Niko só confirmou o que todos ali já sabiam com um aceno.
— Bom. Agora ninguém tenta ser o herói, ou eu arranco a cabeça dele. — avisou, apertando a lâmina com um pouco mais de força no pescoço de Kael.
Evelyn se aproximou devagar do garoto, estalando as costas como quem finalmente largava um peso invisível.

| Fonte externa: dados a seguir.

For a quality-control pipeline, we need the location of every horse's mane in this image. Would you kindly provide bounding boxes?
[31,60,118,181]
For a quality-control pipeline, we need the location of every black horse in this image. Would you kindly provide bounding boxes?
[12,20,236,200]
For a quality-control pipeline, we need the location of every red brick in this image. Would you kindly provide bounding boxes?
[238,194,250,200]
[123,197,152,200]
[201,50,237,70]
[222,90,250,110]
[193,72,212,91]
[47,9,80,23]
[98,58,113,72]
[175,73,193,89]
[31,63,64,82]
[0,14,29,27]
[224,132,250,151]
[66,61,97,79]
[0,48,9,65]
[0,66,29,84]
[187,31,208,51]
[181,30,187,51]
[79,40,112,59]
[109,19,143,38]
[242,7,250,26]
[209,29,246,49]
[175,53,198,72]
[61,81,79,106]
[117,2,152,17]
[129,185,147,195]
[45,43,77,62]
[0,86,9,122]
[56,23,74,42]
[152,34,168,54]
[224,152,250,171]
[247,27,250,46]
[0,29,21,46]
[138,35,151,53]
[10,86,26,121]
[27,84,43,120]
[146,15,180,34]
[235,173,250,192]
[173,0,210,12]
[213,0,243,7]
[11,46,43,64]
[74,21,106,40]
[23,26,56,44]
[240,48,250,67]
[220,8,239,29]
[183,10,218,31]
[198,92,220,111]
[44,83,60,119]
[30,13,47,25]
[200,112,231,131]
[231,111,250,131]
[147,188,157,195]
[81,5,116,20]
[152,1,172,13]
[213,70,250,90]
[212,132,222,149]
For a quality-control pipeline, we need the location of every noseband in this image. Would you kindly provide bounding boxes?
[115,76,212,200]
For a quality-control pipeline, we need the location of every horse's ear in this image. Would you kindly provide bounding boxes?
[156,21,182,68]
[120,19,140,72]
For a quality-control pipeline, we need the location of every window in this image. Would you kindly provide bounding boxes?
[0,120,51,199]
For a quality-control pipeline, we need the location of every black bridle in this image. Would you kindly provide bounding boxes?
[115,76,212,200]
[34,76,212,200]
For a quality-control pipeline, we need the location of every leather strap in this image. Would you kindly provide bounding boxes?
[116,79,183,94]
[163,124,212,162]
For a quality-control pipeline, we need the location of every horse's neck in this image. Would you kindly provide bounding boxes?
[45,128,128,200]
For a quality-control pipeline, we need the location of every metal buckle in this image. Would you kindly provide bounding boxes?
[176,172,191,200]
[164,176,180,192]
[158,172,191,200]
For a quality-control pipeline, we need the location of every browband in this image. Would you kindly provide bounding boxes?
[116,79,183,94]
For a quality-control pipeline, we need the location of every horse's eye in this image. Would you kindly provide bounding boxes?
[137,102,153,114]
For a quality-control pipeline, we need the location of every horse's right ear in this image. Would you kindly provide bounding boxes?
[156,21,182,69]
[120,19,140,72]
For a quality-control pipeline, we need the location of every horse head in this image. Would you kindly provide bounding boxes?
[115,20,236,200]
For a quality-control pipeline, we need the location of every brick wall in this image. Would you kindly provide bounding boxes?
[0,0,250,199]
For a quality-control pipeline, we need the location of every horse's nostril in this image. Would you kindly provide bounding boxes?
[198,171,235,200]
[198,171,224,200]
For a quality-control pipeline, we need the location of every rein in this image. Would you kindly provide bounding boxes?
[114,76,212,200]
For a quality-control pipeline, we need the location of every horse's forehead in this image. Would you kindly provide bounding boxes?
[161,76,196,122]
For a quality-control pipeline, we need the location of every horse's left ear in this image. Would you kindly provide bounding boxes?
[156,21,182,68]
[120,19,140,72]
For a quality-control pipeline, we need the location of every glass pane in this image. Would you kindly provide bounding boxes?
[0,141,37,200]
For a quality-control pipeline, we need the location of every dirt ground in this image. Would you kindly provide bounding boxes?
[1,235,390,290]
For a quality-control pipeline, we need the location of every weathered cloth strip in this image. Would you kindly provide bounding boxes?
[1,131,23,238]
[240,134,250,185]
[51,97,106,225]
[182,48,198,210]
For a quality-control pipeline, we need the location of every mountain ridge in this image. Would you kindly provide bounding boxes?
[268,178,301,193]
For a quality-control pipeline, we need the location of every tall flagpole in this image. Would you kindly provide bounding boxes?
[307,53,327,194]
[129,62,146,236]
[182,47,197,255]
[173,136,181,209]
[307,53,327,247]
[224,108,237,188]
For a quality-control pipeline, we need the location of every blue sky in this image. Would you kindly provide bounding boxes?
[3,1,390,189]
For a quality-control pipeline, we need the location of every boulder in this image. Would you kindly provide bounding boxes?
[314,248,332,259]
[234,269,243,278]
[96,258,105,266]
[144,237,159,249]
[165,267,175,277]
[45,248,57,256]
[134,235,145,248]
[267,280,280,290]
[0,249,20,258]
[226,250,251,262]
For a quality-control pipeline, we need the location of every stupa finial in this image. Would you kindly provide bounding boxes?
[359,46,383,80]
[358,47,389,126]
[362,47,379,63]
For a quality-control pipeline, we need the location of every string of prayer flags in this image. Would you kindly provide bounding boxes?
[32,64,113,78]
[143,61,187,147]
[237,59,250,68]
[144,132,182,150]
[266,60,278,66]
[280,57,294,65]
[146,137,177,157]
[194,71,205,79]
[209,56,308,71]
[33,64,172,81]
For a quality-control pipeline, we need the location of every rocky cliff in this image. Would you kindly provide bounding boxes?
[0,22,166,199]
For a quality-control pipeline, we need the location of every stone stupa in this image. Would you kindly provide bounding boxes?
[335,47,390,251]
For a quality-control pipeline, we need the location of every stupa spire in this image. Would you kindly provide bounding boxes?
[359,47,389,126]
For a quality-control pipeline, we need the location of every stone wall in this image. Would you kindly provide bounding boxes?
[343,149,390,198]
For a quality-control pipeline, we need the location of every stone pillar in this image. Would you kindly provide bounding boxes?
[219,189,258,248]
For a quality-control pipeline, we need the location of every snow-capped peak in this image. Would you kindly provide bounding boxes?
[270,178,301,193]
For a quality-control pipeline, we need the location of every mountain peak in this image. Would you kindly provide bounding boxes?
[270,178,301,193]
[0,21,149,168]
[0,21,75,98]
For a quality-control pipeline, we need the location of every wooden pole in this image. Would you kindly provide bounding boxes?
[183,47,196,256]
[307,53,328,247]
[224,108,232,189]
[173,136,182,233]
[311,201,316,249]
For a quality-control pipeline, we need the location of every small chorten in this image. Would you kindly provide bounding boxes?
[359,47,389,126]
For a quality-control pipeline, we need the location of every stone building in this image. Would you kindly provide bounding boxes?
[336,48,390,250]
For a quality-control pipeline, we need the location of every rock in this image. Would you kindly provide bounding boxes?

— Finalmente… — murmurando e gemendo de leve, alongando o ombro dolorido. — Ainda bem que essa luta acabou. Se durasse mais um minuto eu ia virar picolé.
Niko soltou um breve riso nasal, mais aliviado do que queria admitir.
— Eu também. — disse, ajustando a posição da foice no pescoço de Kael. — E você ainda escapou da última morte por centímetros.
— Se eu morrer, pelo menos vocês me carregam. Não vão me deixar jogada no chão igual esses idiotas, né?
Atrás deles, os capangas começaram a se sentar devagar, como se suas pernas tivessem decidido aposentar-se. Os elfos encostaram na parede. O lobis-híbrido desabado no chão, tremia com o frio. Os humanos feridos se acomodaram onde podiam. Ninguém ousava levantar a voz. Ninguém ousava sequer encostar em uma arma, mesmo que pudessem salvar o chefe.
Evelyn foi direto até Brigitte. A garota continuava caída entre os destroços, de máscara torta e com o braço dobrado em um ângulo que doía só de olhar. A elfa ajoelhou ao lado dela, passou a mão pela máscara, tentando saber se a garota conseguia respirar direito… estava respirando normalmente mas respirar com uma máscara era complicado, porém se tirasse ela, os capangas iriam descobrir sua identidade. Então teve uma ideia.
Ela ergueu a mão e deixou a Alma se formar nas pontas dos dedos, criando duas pequenas estalagmites de gelo. Esticou a máscara, e com cuidado, perfurou o tecido na altura das narinas, abrindo espaço para a passagem de ar. O som da respiração de Brigitte ficou menos sufocado, o peito subindo com mais suavemente.
— Ótimo, assim você vai ter ar direito.
Evelyn ajeitou o braço quebrado da garota com o máximo de carinho que conseguia. Depois passou o braço de Brigitte por cima de seu próprio ombro e se levantou devagar. O peso era leve, mas a força de sustentá-la com as costelas doloridas fez Evelyn morder a língua.